Large-scale Robust Enhanced Ensemble Clustering via Outlier Decoupling
Abstract
Ensemble clustering aims to derive a consensus partition from multiple base clustering results. Anchor-based methods construct compact similarity representations via anchors, substantially improving computational efficiency. However, when outliers contaminate the data, reconstructing the base clustering results often yields biased anchors. These biased anchors degrade the quality of the anchor similarity matrix and lead to a decline in clustering accuracy. To address this issue, we propose a novel method called large-scale robust enhanced ensemble clustering via outlier decoupling (RANGE). Specifically, RANGE first converts the base clustering results into an initial bipartite graph. To enhance the reliability of this bipartite graph, RANGE designs a high-order fuzzy enhancement strategy (HFES) specifically for initial bipartite graphs. Next, a mapping matrix further filters redundant information from the enhanced bipartite graph. RANGE then reconstructs the mapped bipartite graph via matrix factorization. An anchor matrix is introduced to further enhance computational efficiency.
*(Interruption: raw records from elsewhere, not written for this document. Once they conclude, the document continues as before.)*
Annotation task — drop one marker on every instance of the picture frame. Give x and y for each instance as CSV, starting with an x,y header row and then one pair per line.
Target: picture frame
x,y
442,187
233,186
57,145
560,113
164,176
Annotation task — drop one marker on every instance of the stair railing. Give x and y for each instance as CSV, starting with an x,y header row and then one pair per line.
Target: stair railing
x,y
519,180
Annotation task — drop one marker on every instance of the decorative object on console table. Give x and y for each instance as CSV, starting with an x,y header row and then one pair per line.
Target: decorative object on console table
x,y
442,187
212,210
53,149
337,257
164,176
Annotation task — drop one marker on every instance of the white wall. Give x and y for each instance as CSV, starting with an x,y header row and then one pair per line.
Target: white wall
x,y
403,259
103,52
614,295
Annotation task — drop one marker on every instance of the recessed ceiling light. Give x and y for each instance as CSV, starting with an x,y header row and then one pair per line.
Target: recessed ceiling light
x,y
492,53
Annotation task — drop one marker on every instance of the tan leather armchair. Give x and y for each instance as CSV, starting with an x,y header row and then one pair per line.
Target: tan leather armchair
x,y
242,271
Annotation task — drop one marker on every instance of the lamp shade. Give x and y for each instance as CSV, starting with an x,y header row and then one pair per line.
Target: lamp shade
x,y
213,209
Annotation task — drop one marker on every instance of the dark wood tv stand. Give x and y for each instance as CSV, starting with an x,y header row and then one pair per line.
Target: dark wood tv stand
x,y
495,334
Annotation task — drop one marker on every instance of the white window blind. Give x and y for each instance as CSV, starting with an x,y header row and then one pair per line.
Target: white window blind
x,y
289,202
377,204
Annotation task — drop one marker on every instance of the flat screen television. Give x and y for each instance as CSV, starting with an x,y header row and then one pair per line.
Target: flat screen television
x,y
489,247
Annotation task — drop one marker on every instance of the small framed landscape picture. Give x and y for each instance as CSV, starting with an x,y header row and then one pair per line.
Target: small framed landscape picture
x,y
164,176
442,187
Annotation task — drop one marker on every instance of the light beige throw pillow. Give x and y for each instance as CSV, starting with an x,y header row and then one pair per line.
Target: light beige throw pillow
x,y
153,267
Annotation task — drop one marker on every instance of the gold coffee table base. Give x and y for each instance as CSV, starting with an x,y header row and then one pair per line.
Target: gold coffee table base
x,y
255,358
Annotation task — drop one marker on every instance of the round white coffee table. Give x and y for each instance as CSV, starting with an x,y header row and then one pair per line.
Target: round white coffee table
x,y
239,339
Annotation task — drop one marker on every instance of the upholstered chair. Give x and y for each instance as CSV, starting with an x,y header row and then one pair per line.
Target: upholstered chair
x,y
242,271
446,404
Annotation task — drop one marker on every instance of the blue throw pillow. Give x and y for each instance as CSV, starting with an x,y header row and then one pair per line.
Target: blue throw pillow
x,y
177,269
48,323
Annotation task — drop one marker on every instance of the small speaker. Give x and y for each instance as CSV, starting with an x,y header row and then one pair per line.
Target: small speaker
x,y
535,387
To improve robustness, RANGE incorporates a decoupling term that separates the clean clustering structure and the outlier-contaminated structure in the anchor space. With this decoupling mechanism, RANGE is capable of performing robust ensemble clustering. Moreover, by applying outlier detectors to the decoupled outlier structure, RANGE can be extended to the outlier-detection task. Consequently, RANGE forms a cross-task general framework, and both tasks retain linear time complexity. Extensive cross-domain experiments indicate that RANGE delivers superior performance in both clustering validity and outlier detection. The code is available in the supplementary material.